# Is my dog jinxed?



## colpa110 (Jul 5, 2011)

So with my first Christmas with a puppy approaching I thought ''OK no tree this year as far too tempting for a puppy'', so instead I get a ready decorated 12 inch tree and put it on top of a plant stand...
Last night Betty decided it would be a good idea to knock the plant stand over ( she had never even gone near it before) bringing the tree to the ground.
On counting the baubles it would appear that one had gone missing. After searching and re-searching the whole house without success I had to came to the conclusion that Betty must have swollwed it. I called the vet and they said to bring her in this morning for precautionary X-rays....
So I've had to leave her there this morning but as the bauble is plastic it might not show up on a normal X-ray and they may have to do a series of X-rays throughout the day using barium meals. If the bauble is still in her stomach they are hoping that they may be able to get it out without opening her up but if it has gone into on near the start of the intestines they will have to operate.... Boy that little dog is certainly putting me through it..
I will let you know how we get on..


----------



## Bertie Brown (Aug 12, 2011)

Oh Colin what is she like the little scamp, fingers, toes, paws and everything crossed that she didn't swallow it and it's just rolled under something. Let us know how she gets on. Big hugs from Bertie and me.

Clare x


----------



## Dylansmum (Oct 29, 2010)

Oh what a nightmare! Bet it turns up in the house eventually. Hope Betty is ok xx


----------



## wellerfeller (Jul 12, 2011)

OH colin!!!!!!!!!! What is she like???
Your nerves will be shredded by the time Betty has finished with you.:hug:

Lets hope she has just hidden it somewhere for you to find at a later date.
Keep us posted.


----------



## M&M's mummy (Jul 12, 2011)

I see the little pocket rocket has been up to mischief 


Do hope things go well at the vets and she hasn't swallowed it- sure you will keep us all posted.

Shall we call her Betty Baubles now 


Just trying to make you smile as know you must be worrying xx


----------



## colpa110 (Jul 5, 2011)

The vet called to say they couldn't see anything with the normal Xray -
they are now starting with the barium meal and will call again later.

Betty bauble .. more like betty doing my bloomin head in


----------



## Tressa (Aug 31, 2010)

What a little minx she is.

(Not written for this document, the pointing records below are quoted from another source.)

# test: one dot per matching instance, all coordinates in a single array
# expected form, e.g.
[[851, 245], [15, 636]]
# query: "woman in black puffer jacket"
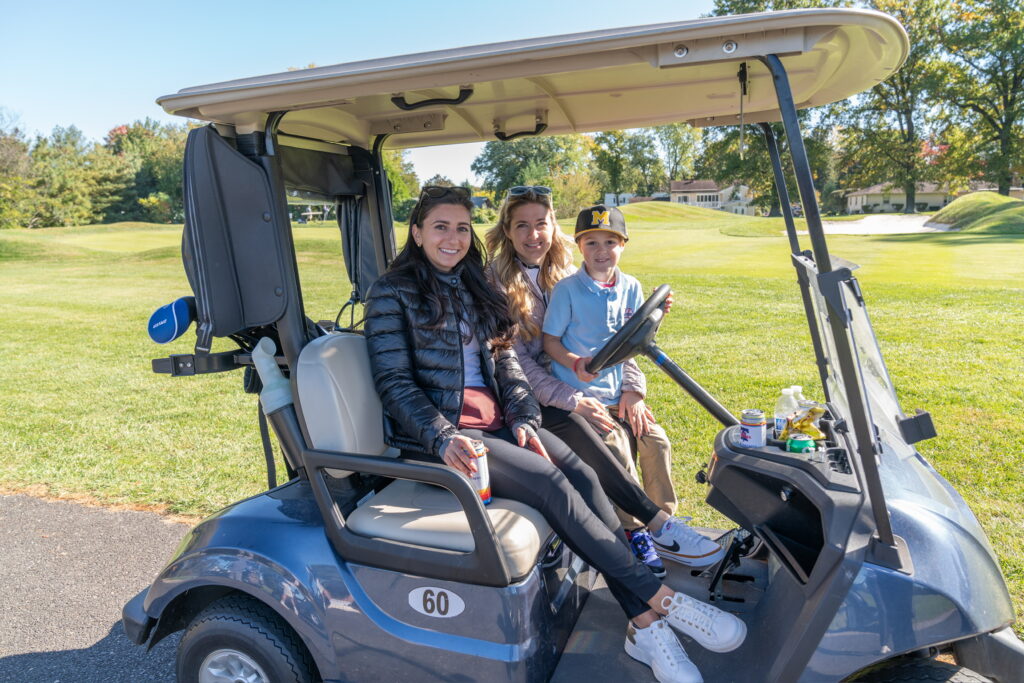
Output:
[[439, 342]]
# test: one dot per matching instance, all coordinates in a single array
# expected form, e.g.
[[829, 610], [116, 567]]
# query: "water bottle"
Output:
[[784, 408]]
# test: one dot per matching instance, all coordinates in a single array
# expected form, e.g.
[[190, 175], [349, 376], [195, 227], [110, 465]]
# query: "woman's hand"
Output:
[[668, 303], [580, 368], [460, 455], [596, 414], [635, 412], [527, 438]]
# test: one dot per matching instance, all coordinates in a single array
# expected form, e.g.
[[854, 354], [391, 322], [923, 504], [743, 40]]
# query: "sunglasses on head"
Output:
[[522, 190], [437, 191]]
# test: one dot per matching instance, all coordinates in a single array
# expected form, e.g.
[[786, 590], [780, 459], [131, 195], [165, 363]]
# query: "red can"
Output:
[[481, 478]]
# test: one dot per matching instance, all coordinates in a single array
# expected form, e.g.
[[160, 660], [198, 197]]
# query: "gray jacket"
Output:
[[537, 365]]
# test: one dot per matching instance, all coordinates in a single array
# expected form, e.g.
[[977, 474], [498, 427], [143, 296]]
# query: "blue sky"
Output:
[[103, 63]]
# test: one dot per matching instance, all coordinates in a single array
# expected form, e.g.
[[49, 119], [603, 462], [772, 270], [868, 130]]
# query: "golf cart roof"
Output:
[[600, 80]]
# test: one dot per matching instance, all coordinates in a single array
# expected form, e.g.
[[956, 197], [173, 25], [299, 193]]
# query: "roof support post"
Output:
[[791, 230], [292, 326], [883, 549], [802, 168]]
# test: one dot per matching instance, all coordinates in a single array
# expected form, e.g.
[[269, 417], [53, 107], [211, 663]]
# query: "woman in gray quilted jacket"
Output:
[[440, 352]]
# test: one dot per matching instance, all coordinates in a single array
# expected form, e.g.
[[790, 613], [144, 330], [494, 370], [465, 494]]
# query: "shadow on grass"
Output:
[[953, 239]]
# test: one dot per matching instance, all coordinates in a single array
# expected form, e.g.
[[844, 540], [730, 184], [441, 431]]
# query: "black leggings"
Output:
[[569, 497], [584, 441]]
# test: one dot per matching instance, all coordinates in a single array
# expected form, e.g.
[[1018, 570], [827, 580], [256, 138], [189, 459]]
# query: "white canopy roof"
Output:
[[599, 80]]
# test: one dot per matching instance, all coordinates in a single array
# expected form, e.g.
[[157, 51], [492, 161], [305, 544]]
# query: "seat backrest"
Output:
[[339, 401]]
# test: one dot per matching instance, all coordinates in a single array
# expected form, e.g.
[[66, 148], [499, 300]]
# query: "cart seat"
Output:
[[342, 412]]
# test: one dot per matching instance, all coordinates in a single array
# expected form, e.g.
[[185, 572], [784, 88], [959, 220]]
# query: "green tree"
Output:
[[985, 79], [16, 193], [74, 179], [154, 154], [530, 161], [679, 144], [642, 150], [887, 127], [401, 175], [612, 158]]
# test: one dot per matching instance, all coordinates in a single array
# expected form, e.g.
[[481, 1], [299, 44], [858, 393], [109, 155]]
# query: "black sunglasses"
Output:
[[437, 191], [522, 190]]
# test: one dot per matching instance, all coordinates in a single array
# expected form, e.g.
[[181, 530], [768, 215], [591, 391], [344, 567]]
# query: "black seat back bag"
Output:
[[230, 249]]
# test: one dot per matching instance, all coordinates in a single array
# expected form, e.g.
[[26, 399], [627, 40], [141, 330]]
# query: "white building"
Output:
[[707, 195]]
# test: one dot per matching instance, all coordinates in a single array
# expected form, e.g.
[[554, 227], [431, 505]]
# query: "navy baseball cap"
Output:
[[601, 217]]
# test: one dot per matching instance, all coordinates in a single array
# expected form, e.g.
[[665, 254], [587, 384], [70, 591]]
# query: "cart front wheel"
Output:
[[240, 639]]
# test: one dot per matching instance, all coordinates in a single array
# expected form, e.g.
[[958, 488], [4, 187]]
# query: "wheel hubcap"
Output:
[[227, 666]]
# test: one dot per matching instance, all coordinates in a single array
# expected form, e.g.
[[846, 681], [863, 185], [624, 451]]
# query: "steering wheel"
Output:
[[634, 337]]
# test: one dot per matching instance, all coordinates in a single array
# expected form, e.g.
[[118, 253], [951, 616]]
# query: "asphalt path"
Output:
[[66, 571]]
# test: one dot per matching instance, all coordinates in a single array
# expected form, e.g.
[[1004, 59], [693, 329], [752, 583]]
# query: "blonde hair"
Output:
[[557, 263]]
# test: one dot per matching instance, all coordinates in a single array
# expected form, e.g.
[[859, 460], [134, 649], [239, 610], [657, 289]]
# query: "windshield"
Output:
[[904, 473]]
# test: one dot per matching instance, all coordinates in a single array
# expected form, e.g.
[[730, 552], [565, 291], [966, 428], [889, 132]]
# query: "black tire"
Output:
[[914, 669], [237, 629]]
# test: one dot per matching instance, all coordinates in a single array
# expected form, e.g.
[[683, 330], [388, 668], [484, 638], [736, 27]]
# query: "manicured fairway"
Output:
[[83, 415]]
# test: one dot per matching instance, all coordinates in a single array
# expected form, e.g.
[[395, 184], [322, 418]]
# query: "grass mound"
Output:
[[984, 212], [668, 212]]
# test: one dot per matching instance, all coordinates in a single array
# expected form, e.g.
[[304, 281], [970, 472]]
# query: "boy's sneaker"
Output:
[[657, 647], [678, 542], [643, 548], [716, 630]]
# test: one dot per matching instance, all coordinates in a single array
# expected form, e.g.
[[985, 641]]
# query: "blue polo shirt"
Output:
[[586, 314]]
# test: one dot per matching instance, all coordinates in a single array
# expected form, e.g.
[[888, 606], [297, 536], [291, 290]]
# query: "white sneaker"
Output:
[[716, 630], [657, 647], [678, 542]]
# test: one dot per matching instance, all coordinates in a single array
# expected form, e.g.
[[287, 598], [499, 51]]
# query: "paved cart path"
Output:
[[66, 570]]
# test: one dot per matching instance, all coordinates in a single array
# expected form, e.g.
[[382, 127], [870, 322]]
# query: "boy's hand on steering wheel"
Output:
[[596, 414], [527, 438], [635, 412], [459, 455]]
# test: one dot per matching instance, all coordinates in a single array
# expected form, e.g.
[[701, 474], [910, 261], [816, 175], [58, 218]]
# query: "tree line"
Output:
[[953, 114]]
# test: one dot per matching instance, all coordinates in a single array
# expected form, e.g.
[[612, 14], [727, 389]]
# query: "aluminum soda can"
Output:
[[800, 443], [481, 478], [753, 428]]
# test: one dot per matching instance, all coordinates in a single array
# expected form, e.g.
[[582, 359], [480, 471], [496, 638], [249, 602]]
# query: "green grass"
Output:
[[83, 415], [984, 212]]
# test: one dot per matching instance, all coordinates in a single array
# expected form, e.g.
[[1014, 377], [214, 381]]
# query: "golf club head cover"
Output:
[[170, 322], [276, 391]]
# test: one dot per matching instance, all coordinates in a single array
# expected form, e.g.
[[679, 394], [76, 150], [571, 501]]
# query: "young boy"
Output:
[[586, 309]]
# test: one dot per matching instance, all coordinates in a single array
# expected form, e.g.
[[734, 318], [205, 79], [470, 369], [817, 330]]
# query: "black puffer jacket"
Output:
[[418, 370]]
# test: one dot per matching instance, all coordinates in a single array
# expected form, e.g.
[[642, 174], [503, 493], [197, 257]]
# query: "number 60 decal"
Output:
[[435, 602]]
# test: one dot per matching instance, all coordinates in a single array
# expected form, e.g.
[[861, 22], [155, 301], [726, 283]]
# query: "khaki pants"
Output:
[[653, 455]]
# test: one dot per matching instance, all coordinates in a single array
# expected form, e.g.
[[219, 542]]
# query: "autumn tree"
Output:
[[984, 41], [679, 143], [531, 161]]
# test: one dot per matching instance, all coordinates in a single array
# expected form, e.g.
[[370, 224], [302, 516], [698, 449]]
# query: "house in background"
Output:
[[707, 195], [886, 198]]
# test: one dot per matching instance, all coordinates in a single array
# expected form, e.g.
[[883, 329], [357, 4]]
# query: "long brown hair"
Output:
[[489, 309], [557, 263]]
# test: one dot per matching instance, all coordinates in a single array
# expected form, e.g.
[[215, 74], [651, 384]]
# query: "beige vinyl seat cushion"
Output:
[[343, 413]]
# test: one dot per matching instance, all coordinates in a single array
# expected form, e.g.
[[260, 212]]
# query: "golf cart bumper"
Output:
[[136, 623], [998, 655]]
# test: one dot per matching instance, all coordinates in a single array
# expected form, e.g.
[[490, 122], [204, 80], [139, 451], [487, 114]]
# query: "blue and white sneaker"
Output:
[[643, 548], [677, 542]]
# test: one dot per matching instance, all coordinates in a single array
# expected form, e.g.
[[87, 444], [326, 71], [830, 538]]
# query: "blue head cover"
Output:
[[170, 322]]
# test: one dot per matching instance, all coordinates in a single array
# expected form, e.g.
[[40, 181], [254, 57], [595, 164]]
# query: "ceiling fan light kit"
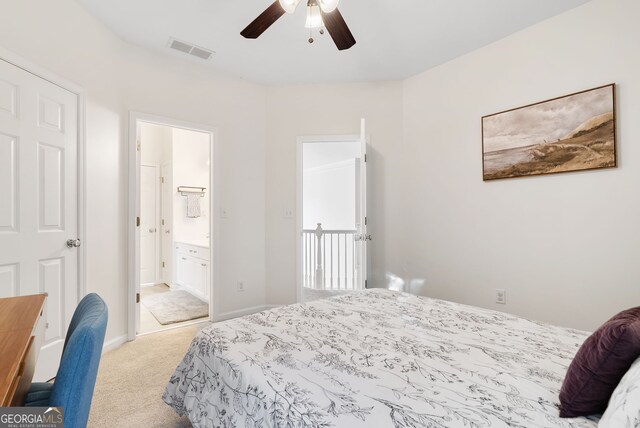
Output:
[[289, 6], [320, 14]]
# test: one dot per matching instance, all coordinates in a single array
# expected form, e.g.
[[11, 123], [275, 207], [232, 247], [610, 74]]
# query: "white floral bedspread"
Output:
[[376, 358]]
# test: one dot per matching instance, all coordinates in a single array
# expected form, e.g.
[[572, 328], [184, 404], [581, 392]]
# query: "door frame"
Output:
[[133, 244], [80, 93], [300, 141], [157, 275]]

Hope the bauble turns up somewhere that's not inside Betty.


----------



## S.Claire (Sep 1, 2011)

Oh Colin. I truly feel for you!! I know what it's like when our poos swallow round objects!! I am sending massive hugs to u and Betty! Nacho on the other paw wants to give Betty a high five for following his mischievous ways! 

On a serious note I really do hope that it has just rolled under something and Betty is bauble free!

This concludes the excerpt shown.